# Waxing Cork Handles



## Ironsides (Jul 10, 2006)

I have decided to wax the cork handle of one of my rods. I recall a previous thread that recommended beeswax. My question does it have to be beeswax or will ordinary candlewax do?
Whats your experience?

Thanks

Ian


----------



## FoolInjected (Feb 4, 2008)

Ironsides said:


> I have decided to wax the cork handle of one of my rods.

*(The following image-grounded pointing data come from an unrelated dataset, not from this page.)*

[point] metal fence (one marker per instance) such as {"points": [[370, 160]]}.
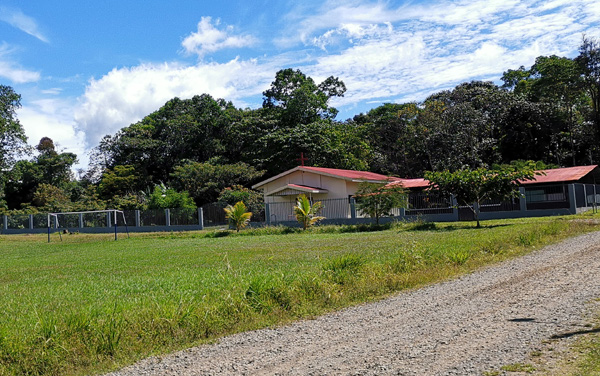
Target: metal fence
{"points": [[420, 203], [552, 198]]}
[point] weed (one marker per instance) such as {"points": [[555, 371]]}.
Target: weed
{"points": [[459, 257], [421, 225], [265, 293], [343, 268], [405, 262], [173, 290]]}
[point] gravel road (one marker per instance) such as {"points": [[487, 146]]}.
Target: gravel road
{"points": [[466, 326]]}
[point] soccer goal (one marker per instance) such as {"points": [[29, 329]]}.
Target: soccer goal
{"points": [[112, 215]]}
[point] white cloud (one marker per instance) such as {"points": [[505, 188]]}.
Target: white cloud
{"points": [[16, 18], [53, 118], [402, 53], [209, 39], [126, 95], [11, 70]]}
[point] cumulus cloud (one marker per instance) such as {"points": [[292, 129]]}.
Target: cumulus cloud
{"points": [[209, 39], [53, 118], [380, 52], [389, 53], [126, 95], [16, 18]]}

That just sounds so wrong :lol: ;-) 
Don't know crap about this topics but beeswax sounds good
Sorry to not being able to offer any useful advice.


----------



## bazzoo (Oct 17, 2006)

Candlewax being a solid Ian wont be as easy to apply, i would much prefer beeswax as it is like a car wax and its easy to put on several coats ,also smells nice


----------



## fisherdan (Apr 17, 2007)

Here it is,
http://www.akff.net/forum/viewtopic.php?f=10&t=11572&st=0&sk=t&sd=a&hilit=wax+cork

White candle wax (the little tea candles popped out of the ally surround fit in the hand well) , Heat gun or good hot hair drier, just rub the candle hard against the cork then hit it with the heat to melt it in, Bee's wax is apparently to sticky and smelly, I would not recommend it. (Sorry Bazz)

It's the first thing I do to new cork grips now and they don't seem to disintegrate and they don't stain.

*Do it!*


----------



## FoolInjected (Feb 4, 2008)

See my silly post was of help after all


----------



## bazzoo (Oct 17, 2006)

No problem Dan , i just like beeswax , but i think i'll take your advice an try the candle wax , good idea with the heat gun .


----------



## swampy (Nov 26, 2007)

I give mine a couple of coats of clear laquer(sp),keeps em lookin nice.

Swampy


----------



## blaggon (Jan 14, 2008)

guy in my local tackle shop showed me something they use to keep the cork grips clean on there bait rods,
there a soft sleeve type of cover that apparently you slide over the grips and heat em up so they mold to the shape of the grips
kind of like heat shrink that you use on electrical wiring i think. but not sure how permanent they are..


----------



## johnny (Aug 12, 2007)

Tackle shop assistant told me to use inox....I just let them be as they seem to last


----------



## PatrickC (Apr 28, 2008)

when playing the didgeridoo i have found that beezwax is good for creating a good seal but when it gets a little warm it does get a horrible feel, i i weer you id stick to candle wax


----------